Here's the problem - chopped strand mat doesn't like to go round 90 degree angles which is why it's often recommended to form a radiused corner for it to go over rather than a right-angled one wherever possible. The reason is that the mat is made, as its name implies, from a random layer of chopped glassfibre strands which are temporarily bonded together with an emulsion.
(I don't know what "an emulsion" means, I just read that.) This holds the mat together but also makes it resistant to bending until it is saturated. If you fold the dry mat and run your hand along it it will bend but it won't crease and it won't hold the fold. When the mat is laid on wet resin and saturated with more resin, the emulsion is dissolved and the glassfibre strands are left suspended in the resin which is what gives the resulting composite its strength. At that point, until the resin cures, the mat is quite flexible but it's also impossible to move.

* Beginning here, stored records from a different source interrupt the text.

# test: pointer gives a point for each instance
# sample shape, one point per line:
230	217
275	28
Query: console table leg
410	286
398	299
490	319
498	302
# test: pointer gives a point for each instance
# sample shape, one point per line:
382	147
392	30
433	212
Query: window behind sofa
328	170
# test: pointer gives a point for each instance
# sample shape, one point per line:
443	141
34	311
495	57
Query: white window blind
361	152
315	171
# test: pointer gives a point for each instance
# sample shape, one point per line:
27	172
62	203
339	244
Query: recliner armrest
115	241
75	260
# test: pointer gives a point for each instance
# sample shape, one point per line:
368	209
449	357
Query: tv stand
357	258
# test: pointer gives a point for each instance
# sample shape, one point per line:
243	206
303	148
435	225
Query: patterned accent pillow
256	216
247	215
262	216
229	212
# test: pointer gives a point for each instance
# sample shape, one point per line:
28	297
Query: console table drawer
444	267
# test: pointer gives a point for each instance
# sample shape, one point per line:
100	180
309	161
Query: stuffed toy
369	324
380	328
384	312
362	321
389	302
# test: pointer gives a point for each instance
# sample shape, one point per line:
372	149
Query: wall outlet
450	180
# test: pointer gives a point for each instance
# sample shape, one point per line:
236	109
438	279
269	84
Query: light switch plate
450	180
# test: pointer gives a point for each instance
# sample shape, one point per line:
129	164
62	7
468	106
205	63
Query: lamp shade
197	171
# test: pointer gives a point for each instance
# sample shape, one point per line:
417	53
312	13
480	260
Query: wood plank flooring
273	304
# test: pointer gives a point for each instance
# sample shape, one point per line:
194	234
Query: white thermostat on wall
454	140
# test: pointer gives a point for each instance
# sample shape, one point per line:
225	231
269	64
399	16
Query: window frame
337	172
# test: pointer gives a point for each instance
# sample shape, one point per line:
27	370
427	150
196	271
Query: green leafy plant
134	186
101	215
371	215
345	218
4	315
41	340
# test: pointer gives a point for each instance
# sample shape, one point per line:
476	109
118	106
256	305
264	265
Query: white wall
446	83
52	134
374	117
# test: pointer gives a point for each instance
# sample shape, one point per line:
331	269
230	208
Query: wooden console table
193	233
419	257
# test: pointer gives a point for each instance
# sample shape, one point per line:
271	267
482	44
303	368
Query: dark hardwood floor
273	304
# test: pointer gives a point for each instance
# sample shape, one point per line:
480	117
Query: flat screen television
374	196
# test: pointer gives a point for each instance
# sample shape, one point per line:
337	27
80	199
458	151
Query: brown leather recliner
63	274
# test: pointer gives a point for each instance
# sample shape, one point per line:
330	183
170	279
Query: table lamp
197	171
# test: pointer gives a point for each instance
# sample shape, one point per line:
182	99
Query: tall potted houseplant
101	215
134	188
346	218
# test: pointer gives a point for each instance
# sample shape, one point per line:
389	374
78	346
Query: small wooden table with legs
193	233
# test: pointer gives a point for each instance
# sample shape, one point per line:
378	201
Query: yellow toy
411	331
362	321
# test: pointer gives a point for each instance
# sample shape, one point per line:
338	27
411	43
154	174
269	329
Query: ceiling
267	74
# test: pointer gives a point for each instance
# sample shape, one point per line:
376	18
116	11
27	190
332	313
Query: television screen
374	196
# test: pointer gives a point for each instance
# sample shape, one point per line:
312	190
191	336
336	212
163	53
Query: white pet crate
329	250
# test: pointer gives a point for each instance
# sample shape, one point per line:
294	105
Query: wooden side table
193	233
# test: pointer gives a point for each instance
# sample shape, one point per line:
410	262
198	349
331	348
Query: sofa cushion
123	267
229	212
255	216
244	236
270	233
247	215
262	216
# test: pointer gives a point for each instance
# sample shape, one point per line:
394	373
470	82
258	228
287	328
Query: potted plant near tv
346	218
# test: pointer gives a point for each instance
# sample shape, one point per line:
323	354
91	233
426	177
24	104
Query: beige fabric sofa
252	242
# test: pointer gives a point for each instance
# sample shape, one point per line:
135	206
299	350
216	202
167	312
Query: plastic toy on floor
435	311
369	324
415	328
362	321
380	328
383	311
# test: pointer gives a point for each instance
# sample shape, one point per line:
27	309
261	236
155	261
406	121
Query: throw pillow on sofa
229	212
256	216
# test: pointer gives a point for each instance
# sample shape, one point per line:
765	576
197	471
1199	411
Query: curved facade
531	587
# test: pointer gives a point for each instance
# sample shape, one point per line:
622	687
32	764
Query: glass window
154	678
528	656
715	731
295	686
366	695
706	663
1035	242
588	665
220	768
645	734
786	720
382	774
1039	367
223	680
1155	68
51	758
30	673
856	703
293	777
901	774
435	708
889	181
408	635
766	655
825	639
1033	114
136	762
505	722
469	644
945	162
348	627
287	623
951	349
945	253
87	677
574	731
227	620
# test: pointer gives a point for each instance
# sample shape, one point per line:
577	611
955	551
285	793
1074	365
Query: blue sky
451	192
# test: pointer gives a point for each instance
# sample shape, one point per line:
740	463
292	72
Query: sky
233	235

On my camper the the small vertical 'stand' around the hole in the roof is what's going to keep the rain out and the inside dry so I had to be able to glassfibre it but I really didn't want a radiused corner between that and the flat of the roof. Or, at least, I wanted the radius to be as near zero as possible. So somehow I had to find a way of getting the dry mat to hold a crease.
Here's the answer - treat the mat like any other fabric and iron it. I didn't know whether or not this would work but it seemed to me there was little to lose and so I went in search of an iron. And kudos to me for knowing that we still had one somewhere at the back of the kitchen cupboard. Clare (Mrs saDgit) thought we'd got rid of it years ago. Mind you it doesn't get used much. We bought our place in France 11 years ago and the iron's still got a UK plug on it! We figure that if we stand out because our clothes aren't ironed we've probably gone to the wrong place.
Anyway I discovered that by folding the mat over and then ironing along the crease, just with the edge of the iron, the emulsion disappears (presumably melts?), the fibres soften and the crease holds. So I was able to make lengths of dry, angled mat ready to lay into the corners once I'd brushed resin onto them.
And it worked a treat.
I've only done this with a dry iron and it worked well. I don't know if you sprayed the mat first with water, or even used steam, whether it would be better, worse or the same. I doubt whether the temperature of the iron is critical but the 'cotton' setting worked for me. You do have to remember that, because the emulsion has gone from along the crease, the mat is weaker there and has to be handled with care. On the plus side, because the emusion has gone from along the crease, the fibres are softer and will soak up the resin much more willingly and so it's easy to push the mat right into the corner.
I don't think the process left any residue on the iron but if your silk shirt ends up stiffer than usual, or your wife's dress sparkles with tiny shards of glassfibre, I'm afraid you're on your own!